Что прежде всего бросается в глаза? Какое чувство объединяет авторов сборника, верующих и неверующих, начальствующих и подчиненных? Увы: не благоволение, не дружелюбие. Слава Богу: не ненависть, не вражда. Сквозную интонацию я бы назвал ворчливой. Всюду в ней очевидно ровное взаимное недовольство, скрываемое за вежливыми словесными формулами: конфессий — государством, государства — конфессиями, конфессий друг другом и совместно — атеизмом, «руководящего» состава (будь то церковной, будь то научно-атеистической иерархии) — рядовым, и наоборот. Причем — и это было неожиданно — недовольство почти не связано с вероисповедальными, собственно религиозными проблемами. Нет: оно насквозь социально[37]. Вторая неожиданность в том, что особенно много претензий у всех накопилось не к атеизму (что было бы логично), а к Православию.

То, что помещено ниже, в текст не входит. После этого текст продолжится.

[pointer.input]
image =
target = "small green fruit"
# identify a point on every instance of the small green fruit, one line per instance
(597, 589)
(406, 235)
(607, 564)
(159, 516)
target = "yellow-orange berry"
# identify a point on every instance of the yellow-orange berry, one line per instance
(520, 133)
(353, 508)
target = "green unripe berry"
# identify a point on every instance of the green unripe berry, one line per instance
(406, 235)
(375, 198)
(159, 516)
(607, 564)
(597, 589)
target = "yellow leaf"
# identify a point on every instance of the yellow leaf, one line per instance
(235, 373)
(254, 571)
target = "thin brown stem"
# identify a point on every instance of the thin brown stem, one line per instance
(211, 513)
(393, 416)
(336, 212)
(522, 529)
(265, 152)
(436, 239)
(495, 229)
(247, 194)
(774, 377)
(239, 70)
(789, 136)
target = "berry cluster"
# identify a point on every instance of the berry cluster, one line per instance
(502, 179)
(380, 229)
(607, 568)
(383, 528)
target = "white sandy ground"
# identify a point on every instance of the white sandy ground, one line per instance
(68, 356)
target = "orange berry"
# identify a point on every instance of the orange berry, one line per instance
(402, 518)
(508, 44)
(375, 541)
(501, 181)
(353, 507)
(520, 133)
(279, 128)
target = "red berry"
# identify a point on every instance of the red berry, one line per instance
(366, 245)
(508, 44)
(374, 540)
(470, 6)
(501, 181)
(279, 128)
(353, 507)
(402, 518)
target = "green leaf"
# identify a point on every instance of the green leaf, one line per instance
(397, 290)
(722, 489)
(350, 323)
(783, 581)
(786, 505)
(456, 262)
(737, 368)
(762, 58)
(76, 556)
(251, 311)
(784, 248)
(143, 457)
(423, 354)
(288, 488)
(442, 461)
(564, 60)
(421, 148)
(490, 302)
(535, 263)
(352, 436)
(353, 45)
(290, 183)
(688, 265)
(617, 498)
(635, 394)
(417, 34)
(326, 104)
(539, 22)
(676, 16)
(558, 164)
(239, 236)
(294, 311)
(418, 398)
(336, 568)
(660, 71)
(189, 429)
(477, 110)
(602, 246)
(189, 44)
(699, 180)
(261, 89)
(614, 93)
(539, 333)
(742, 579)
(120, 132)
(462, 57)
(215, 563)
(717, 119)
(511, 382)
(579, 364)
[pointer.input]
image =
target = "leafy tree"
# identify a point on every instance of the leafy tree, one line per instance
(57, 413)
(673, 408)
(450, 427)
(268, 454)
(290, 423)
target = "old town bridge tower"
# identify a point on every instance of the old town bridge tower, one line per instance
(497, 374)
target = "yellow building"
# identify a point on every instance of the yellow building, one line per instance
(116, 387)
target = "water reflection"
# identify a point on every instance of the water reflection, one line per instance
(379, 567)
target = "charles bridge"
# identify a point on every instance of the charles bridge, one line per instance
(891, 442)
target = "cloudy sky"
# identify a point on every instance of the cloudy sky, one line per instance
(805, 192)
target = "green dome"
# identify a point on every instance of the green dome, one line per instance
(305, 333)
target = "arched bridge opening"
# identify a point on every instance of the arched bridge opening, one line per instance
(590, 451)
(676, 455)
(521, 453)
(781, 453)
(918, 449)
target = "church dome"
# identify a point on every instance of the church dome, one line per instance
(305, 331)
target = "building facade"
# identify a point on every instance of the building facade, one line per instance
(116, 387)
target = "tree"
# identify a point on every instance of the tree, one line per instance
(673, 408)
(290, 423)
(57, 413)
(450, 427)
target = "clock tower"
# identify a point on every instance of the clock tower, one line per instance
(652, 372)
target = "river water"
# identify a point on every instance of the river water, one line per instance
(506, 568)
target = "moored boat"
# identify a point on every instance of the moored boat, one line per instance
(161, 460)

В силу этого читать сборник страница за страницей было горько и стыдно. Но как не раздражаться-второму пастору Одесской церкви евангельских христиан-баптистов С. В. Санникову, если в тот самый момент, когда в Москве «товарищ Горбачев приветствовал патриарха Пимена, вывеску на молитвенном доме в Одессе… снимали снова ненова»? Как удержаться католику В. Алюлису от сдержанного упрека, если руководство Русской Православной Церкви обращается к правительству с просьбой отдать в ее распоряжение здания бывшего униатского монастыря, — а у литовских католиков вообще ни одного монастыря в республике нет? И как объяснишь ему, почему в 1986 году Синод наложил односторонний запрет на взаимное причащение католиков и православных, разрешенное (в исключительных случаях) Соборным постановлением 1971 г.? Что ответишь историку и социологу С. Б. Филатову, который с удивлением обнаружил в «Журнале Московской Патриархии» полное отсутствие серьезных проблем внутрицерковной жизни, зато нашел «очень много (с бесконечными фотографиями) — о том, где были (…) патриарх Пимен и председатель Издательского отдела (в чьем ведении ЖМП) митрополит Волоколамский и Юрьевский Питирим»?.. И прав — что делать! — прав Д. Фурман, когда указывает на неслучайность одновременного роста православных и консервативно-националистических настроений в 70-е годы и предельно точно диагностирует «Память» как «преждевременный, неудачный и, скорее всего, «абортивный» плод этой тенденции»…

вернуться

37

Едва ли не единственное исключение — «старообрядческая» статья О. Антонова; но старообрядчество всегда «на равных» соединяло в себе религиозное и социальное начала и всегда чуралось политеса в выражении мыслей, стремясь к веселой и точной прямоте суждений, — не отсюда ли, кстати, старообрядческие симпатии Солженицына?